18-Year Old Erik Finman Details How Bitcoin Made Him a Millionaire

Eighteen-Year-Old Entrepreneur Makes His First Million Investing in BTC

At age twelve Erik Finman put the $1000 his grandmother gave him in bitcoin, in May of 2011. By the end of 2013 Finman’s wealth in BTC grew to be worth $100,000 and the young high school student left his high school to create his own company. The company Finman created was called Botangle, a peer-to-peer tutoring service that offers video chat. In 2015 the young entrepreneur found a buyer who was interested in purchasing his company for either $100,000 or 300 BTC.

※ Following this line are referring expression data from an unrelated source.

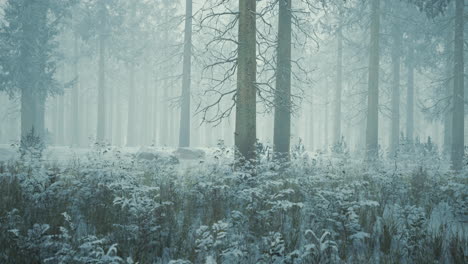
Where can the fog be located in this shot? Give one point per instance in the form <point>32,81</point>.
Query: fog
<point>366,86</point>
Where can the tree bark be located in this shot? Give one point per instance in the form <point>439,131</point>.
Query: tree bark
<point>372,128</point>
<point>458,123</point>
<point>245,135</point>
<point>101,116</point>
<point>395,134</point>
<point>282,123</point>
<point>33,57</point>
<point>339,87</point>
<point>410,97</point>
<point>184,128</point>
<point>75,94</point>
<point>448,118</point>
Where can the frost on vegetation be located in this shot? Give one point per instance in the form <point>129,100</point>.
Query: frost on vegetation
<point>113,207</point>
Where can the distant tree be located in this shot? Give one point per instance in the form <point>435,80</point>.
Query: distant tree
<point>283,109</point>
<point>245,133</point>
<point>184,133</point>
<point>28,56</point>
<point>434,8</point>
<point>373,84</point>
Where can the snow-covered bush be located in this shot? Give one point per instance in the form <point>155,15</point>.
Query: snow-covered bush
<point>111,207</point>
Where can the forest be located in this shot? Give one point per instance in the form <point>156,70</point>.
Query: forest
<point>233,131</point>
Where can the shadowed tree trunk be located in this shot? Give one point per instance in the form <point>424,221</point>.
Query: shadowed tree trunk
<point>395,133</point>
<point>184,128</point>
<point>282,125</point>
<point>372,128</point>
<point>34,61</point>
<point>101,116</point>
<point>245,135</point>
<point>75,94</point>
<point>448,118</point>
<point>410,97</point>
<point>458,123</point>
<point>339,87</point>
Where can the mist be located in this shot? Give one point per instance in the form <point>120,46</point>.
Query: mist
<point>233,131</point>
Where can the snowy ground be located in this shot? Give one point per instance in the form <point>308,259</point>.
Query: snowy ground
<point>163,205</point>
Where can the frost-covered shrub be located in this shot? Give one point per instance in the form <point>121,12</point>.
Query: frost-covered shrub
<point>112,207</point>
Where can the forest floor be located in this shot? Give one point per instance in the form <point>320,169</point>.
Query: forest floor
<point>165,205</point>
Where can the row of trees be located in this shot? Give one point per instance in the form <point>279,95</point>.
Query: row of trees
<point>235,48</point>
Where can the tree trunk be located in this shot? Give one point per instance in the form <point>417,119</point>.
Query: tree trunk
<point>410,97</point>
<point>372,128</point>
<point>339,87</point>
<point>75,95</point>
<point>101,116</point>
<point>245,135</point>
<point>282,123</point>
<point>448,117</point>
<point>395,134</point>
<point>184,129</point>
<point>458,123</point>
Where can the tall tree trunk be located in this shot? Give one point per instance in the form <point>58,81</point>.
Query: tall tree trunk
<point>164,115</point>
<point>61,115</point>
<point>34,61</point>
<point>395,135</point>
<point>101,116</point>
<point>448,117</point>
<point>458,123</point>
<point>410,97</point>
<point>282,125</point>
<point>339,87</point>
<point>311,125</point>
<point>246,110</point>
<point>75,94</point>
<point>372,128</point>
<point>184,129</point>
<point>325,123</point>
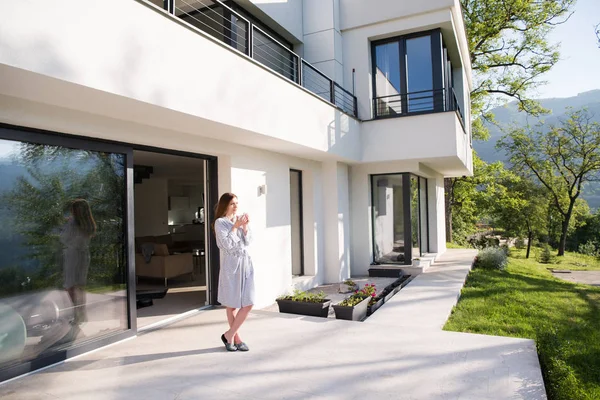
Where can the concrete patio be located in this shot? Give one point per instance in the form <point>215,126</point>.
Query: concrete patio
<point>398,353</point>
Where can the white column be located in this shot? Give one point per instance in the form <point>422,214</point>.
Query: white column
<point>437,215</point>
<point>336,207</point>
<point>322,37</point>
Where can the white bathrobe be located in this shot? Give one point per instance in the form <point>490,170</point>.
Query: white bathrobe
<point>236,278</point>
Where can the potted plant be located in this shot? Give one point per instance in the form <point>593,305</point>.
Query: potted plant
<point>374,304</point>
<point>348,286</point>
<point>305,303</point>
<point>355,307</point>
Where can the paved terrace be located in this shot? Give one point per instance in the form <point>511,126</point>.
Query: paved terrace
<point>398,353</point>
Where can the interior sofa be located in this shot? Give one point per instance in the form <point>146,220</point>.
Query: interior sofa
<point>163,264</point>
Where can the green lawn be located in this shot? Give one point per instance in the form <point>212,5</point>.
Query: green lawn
<point>526,301</point>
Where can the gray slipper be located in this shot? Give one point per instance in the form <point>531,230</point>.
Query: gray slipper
<point>242,346</point>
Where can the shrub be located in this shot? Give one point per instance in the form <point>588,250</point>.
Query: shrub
<point>546,256</point>
<point>589,249</point>
<point>368,291</point>
<point>561,380</point>
<point>306,297</point>
<point>491,258</point>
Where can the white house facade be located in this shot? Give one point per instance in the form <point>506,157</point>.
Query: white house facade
<point>335,123</point>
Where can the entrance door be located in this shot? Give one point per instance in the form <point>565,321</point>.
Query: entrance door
<point>171,234</point>
<point>296,222</point>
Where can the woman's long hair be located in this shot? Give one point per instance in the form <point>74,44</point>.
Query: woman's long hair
<point>82,215</point>
<point>221,208</point>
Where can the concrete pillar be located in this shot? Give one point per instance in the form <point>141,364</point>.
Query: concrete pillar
<point>437,215</point>
<point>322,37</point>
<point>336,220</point>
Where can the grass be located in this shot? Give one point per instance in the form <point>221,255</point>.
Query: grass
<point>526,301</point>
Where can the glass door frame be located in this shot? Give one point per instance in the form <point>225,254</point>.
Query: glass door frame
<point>45,137</point>
<point>406,212</point>
<point>42,137</point>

“The investor offered either $100,000 or 300 bitcoin, which had dropped in value at that time to a little more than $200 a coin,” explains Finman’s AMA. “I took the lower cash value bitcoin deal because I believed it was the next big thing and an official buyout would’ve been very difficult for someone under eighteen and it was good tax planning to use Bitcoin.”

The Proud Owner of 403 Bitcoins

Even after his parents let him leave high school (Finman was later homeschooled) to pursue his career in 2015 they told him he didn’t have to attend college if he made his first million by the time he turned eighteen. Through day trading Finman accumulated more bitcoins from the original 300 BTC sale and used some of the funds to create his own virtual reality headset company. In 2017 Finman became a millionaire at eighteen with his BTC holdings and his parents once again let him skip going to school.

“I can say today that I own 403 bitcoins which are currently valued at $1,092,678.08 with the price per Bitcoin being at $2,711.36 plus some other money invested in other things,” Finman details.

Finman’s first investment in bitcoin at age twelve got him featured in many articles from publications like Mashable. The self-made millionaire says this time around the news outlet CNBC put him through “rigorous proof verification and fact checking” to verify his latest story. During the AMA many people considered Finman lucky, while others said he made some really good investment choices.

After CNBC had run the story on Finman, he told the public he kept his bitcoins “super secure,” and “spread out across multiple wallets and multiple machines,” he explains. Finman details that going public with his most recent story has made him “paranoid,” and was scared the media attention would make him a target.